The rest of the day passed very slowly. All Billy could think about was the magazine. The price was emblazoned on his mind £3.40 and he itched to get his hands on one all for himself. Instead of concentrating on the history assignment they were reading he doodled fantastical flying machines in the margins of his exercise book. More than once he was reprimanded by the teacher and told to “concentrate on your work”.
As the clock crawled towards three o’clock the class began to become restless. School ended at three fifteen. Some of the kids could escape straight into the streets to play. Billy attended the after-school club which ran until five. Like school itself it generally was not too bad. Today though Billy could think of nothing but the magazine. Tomorrow he would have a cool thing to match Jonathan. The excitement built inside of him until he was ready to burst. It was almost like Christmas Eve.

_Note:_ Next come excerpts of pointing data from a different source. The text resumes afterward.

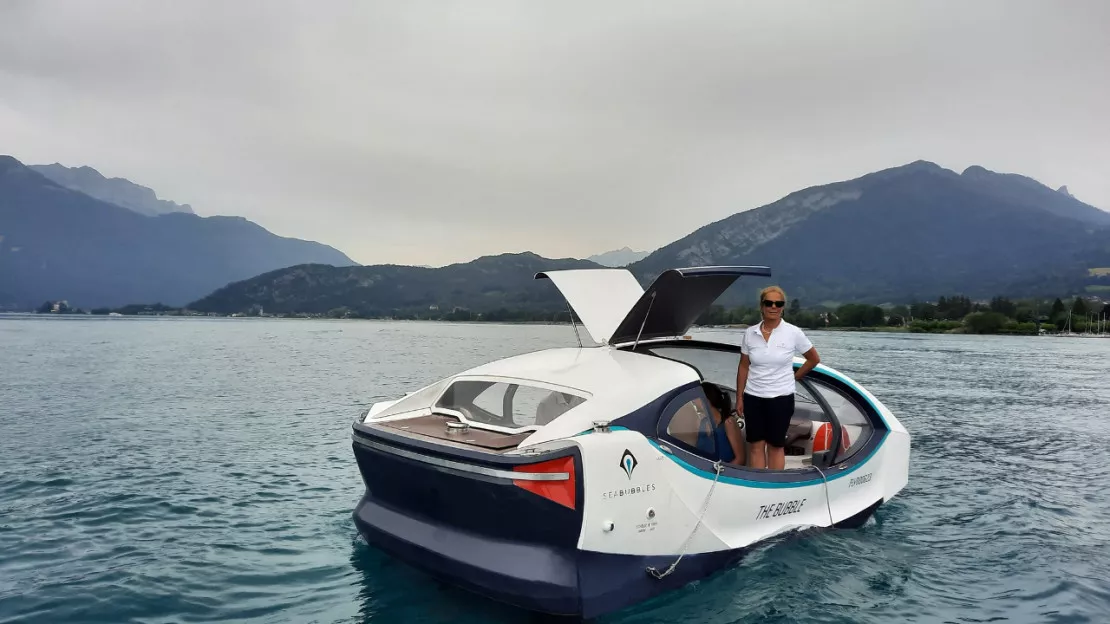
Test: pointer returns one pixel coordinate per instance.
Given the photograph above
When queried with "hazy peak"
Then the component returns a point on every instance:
(119, 191)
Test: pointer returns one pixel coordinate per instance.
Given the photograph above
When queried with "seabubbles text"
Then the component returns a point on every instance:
(612, 494)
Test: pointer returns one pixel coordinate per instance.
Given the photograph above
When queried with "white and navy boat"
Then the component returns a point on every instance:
(578, 481)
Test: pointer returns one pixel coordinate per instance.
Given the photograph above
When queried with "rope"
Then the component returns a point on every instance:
(827, 505)
(705, 505)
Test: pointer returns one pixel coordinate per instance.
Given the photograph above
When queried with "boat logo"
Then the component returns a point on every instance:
(628, 463)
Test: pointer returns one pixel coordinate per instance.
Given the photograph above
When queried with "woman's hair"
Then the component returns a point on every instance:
(717, 398)
(764, 292)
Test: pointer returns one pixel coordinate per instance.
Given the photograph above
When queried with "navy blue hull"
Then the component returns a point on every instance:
(543, 579)
(494, 539)
(526, 575)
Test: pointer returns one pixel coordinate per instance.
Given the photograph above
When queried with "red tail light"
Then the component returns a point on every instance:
(561, 491)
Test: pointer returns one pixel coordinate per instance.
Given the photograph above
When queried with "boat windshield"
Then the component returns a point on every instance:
(507, 404)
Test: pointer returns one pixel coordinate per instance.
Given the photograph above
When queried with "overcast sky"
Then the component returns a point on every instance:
(433, 132)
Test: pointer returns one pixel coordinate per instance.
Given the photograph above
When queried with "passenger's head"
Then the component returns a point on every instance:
(718, 400)
(772, 303)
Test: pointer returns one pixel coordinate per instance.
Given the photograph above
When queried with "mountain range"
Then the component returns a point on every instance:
(915, 231)
(905, 233)
(58, 241)
(617, 258)
(485, 284)
(911, 232)
(113, 190)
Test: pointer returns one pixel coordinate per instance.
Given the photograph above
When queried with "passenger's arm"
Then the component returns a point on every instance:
(811, 360)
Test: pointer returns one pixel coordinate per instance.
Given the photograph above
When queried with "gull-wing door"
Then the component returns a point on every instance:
(599, 297)
(615, 309)
(676, 299)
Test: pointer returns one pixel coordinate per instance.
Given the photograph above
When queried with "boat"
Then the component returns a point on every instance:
(572, 481)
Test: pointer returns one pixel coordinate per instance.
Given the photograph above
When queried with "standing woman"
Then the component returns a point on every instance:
(766, 379)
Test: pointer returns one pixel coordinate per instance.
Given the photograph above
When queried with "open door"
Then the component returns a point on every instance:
(676, 299)
(616, 310)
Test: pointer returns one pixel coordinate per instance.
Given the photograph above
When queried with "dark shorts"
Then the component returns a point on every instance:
(766, 420)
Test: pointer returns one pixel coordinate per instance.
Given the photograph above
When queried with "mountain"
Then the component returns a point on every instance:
(57, 243)
(911, 231)
(621, 257)
(485, 284)
(112, 190)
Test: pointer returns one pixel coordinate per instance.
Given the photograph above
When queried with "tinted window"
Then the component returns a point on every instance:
(693, 425)
(849, 413)
(420, 400)
(716, 366)
(506, 404)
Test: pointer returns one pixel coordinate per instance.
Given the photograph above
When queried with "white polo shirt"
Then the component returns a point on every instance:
(772, 370)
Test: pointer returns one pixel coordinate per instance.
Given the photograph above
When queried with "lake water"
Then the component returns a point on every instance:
(172, 470)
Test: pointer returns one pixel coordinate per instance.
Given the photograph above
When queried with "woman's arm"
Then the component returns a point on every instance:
(733, 431)
(811, 360)
(742, 381)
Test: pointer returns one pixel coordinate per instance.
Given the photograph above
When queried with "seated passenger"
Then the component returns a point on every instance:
(726, 431)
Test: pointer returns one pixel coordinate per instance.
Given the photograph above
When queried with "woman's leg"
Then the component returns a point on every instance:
(779, 412)
(754, 425)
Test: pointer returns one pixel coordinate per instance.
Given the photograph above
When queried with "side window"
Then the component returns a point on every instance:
(506, 404)
(538, 405)
(853, 420)
(492, 399)
(692, 425)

At three ten the teacher told them to pack away their books “But I do have a homework task for you” he said. The class responded with a loud groan. Undeterred the teacher pressed on. “We have been reading about the nineteen fifties today. I want you to find something from the nineteen fifties in your houses. Some of you might have to go to an aunt’s house or an uncle’s house to find something this old. Some of you might have to ask a grandparent. Now it can be anything, a toy that belonged to one of your relatives or a photograph, it doesn’t have to be anything big. Ok?”
“Ok” they chorused.
“Good” said the teacher. “And Billy, as you seemed to be less than interested in the work today I’ll expect to see something very interesting from you to make up for it. OK”.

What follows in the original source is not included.